おしゃべりなクルマたち Vol.81 “ボブ”とクルマと青春と

 我が家が通う歯医者は伴侶を見つけるために世界中を旅したエピソードの持ち主だが、アマゾンの奥地で出会った奥さんは同じ街の住人で、こんなことならまず家の周りを見渡すべきだったといつも言う。

 息子にも、欲しいものはキミの家の近くをよく探しなさいと助言したそうだが、実際、その通りになった。クルマの話。

 春休みの少し前、息子がとうとう念願のVW ポロを手に入れた。電話をするたびに「もう売れた」と言われ、見るまで漕ぎ着けたモノは程度が悪く、ため息続きだったある日、遠方の業者が出した告知を見つけた。電話をすると、持ち主のもとにあるから今からでも見に行っていいですよと言われたという。場所によりますと答えながら住所を尋ねたら、持ち主はウチの裏の住人だった。

 この瞬間の愚息の様子は忘れられない。電話を肩にはさみ、左足にスニーカーを突っ込み、右足用のスニーカーを手に持ったまま、ケンケンしながら家を飛び出して行った。私が事故に遭ったと知らされてもこれほど慌てて現場に駆けつけてくれることはないだろう。

 老婦人がしばらく乗ったものの、体を壊してからはガレージに置きっ放しになっていたというポロは車体に何箇所か傷はあったが、状態は良好、13年落ちながら走行距離は5万キロで、これまで見たポロの中では最短。室内もとてもきれい。これが息子の説明で、ケンケンから5日後にはポロは彼のものになった。初めて見た時の私の感想は、痘痕もえくぼに見えたのね、というところ。シートベルトが伸びていたし、車体の傷も結構、目立つものだったが、「俺がいいんだからこれでいいんだ」そうだ。
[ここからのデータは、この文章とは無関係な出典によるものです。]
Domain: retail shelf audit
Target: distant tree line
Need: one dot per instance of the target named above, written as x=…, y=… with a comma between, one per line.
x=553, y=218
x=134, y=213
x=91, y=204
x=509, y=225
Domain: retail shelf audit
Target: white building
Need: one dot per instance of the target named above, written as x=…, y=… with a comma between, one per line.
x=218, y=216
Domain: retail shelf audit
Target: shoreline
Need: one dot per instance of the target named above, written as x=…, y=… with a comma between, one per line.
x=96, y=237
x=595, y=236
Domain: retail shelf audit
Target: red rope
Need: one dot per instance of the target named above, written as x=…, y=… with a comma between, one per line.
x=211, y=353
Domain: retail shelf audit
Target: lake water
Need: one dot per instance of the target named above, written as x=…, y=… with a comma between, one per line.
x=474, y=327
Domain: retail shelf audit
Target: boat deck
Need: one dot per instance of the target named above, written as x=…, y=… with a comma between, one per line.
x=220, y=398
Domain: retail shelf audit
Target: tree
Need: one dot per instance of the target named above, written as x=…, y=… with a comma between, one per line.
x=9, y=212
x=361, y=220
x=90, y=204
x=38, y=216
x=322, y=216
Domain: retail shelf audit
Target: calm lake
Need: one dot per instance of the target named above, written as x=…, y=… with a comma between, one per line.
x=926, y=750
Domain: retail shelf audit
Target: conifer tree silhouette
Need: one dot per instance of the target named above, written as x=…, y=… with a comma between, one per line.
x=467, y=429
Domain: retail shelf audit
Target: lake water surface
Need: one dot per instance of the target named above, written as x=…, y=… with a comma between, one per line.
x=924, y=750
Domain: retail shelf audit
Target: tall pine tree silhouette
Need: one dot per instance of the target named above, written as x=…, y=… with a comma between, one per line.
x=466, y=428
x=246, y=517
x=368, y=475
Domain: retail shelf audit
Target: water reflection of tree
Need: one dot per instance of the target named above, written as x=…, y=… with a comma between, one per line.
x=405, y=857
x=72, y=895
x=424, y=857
 書類を整えたのは息子だったが、保険額をダンナに告げるときはさすがにうつむき加減だった。盗難、火災を抜いても15万円ほど。私名義のパンダの5倍。若葉マークは高いのだ。親の名義にして保険料を下げる手もあるが、結局、彼の名義にすることにした。責任ってものを知ってもらうため。車両代、保険料を含めた諸経費、シートベルトの修理費を親が払った。盆と正月とクリスマスと誕生日がいっぺんに来た、そう思え。これがダンナの弁。

 息子は毎日、クルマにべったりだ。部品をちょこちょこ交換している様子。ずっといじって、掃除して、運転している。助手席のヘッドレストには、ボブという名の、彼が中学の頃から試験の結果発表がある日にいつも被って登校した馬の頭が載っている。ボブと出掛けては、「ブドウ畑に囲まれたとてもいい道を見つけた」とか「夕暮れの海がきれいだった」などと言う。こんなロマンチックな男だったのかとまったく驚く。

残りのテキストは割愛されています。